Here are several things I wrote. Some may help you, but i take no responsibility for the results...

vt-ng

detects virus and worm like activity based on communication patterns; It can be used to (1) detect infected hosts within your internal network and (2) stop the spread of maleware.

Detection is based on the fact that maleware usually tries to initiate many connections to the out side network, for various reasons. May it be to "phone home", download further maleware or scan the net for other vulnerable hosts.

Usage example for the linux tuntap device

This is a simple code utilizing the universal tuntap device present in the linux kernel. The code creates a tun device and 2 pipes. It then forwards the data stream coming from the tun device into one pipe and forwards the data stream coming from the other pipe into the tun device. By utilizing some simple ssh magic a makeshift tunnel between two hosts can then be setup.

tun.c

xgestures

xgestures is a gesture recognition program for X11 desktops. One may use it to perform various operations like minimizing and killing windows, executing custom commands, etc. Once you get comfortable with xgestures, you will never want to give it up. I dont...

You can get the source from sourceforge at the sourceforge project page

xtranslate

xtranslate is a simple "translation" program, aimed at bi-lingual users. When using several input languages on the desktop, users often forget the language they are currently using (say A), and type text in a different language (say, B). xtranslate can be used to quickly translate the text as if the user has switched the keyboard layout to language B before typing the text.

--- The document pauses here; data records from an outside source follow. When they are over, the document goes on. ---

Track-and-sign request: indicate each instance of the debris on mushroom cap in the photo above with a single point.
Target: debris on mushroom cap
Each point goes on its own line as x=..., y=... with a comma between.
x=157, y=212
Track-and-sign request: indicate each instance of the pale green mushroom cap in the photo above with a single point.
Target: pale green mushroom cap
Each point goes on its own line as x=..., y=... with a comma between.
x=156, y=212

You can get the source from sourceforge at the sourceforge project page

Srfs

As my graduate project, I wrote the kernel side components of a distributed, self stabilizing file system. The code was written for the linux 2.4 kernel, and is quite outdated now.

TemplateFs

This is a template of a file system i gave my student to work on. It can be used to create new file systems, as it implements a kind of skeleton code.
templatefs.tar.bz2

Car Control

I helped a friend of mine to implement a fuzzy logic controlled car. We hooked the car motors into the serial port of a linux box (running RTlinux), and implemented a vision based controller. As someone said, a picture is worth a thousand words, and a movie tenfold:

X Snooping software

Xspy

Xspy.c is an X spying program. It will open a connection to the requested X server, and log any key pressed in a human readable format. If the user was dumb enough to leave his X open, then nothing will prevent the snooping, even not a secure keyboard...
This can be used to teach users to ">xhost -" always.

user snoop

Xsnoop.c is a wrapper for users shells. If you want to spy on a particular user, replace his shell with this progi. The poor lamb will never know the difference.....
Basically, this program replicates the behavior of the unix "tee" command. It should work both on Solaris and Linux.

Distributed Simulator

Liquid is a distributed computation simulator i wrote some time ago. It is implemented in java, and has some nice features. The goal is to support user supplied classes as the distributed algorithm, thus enabling students to get some hands on experience with distributed computing.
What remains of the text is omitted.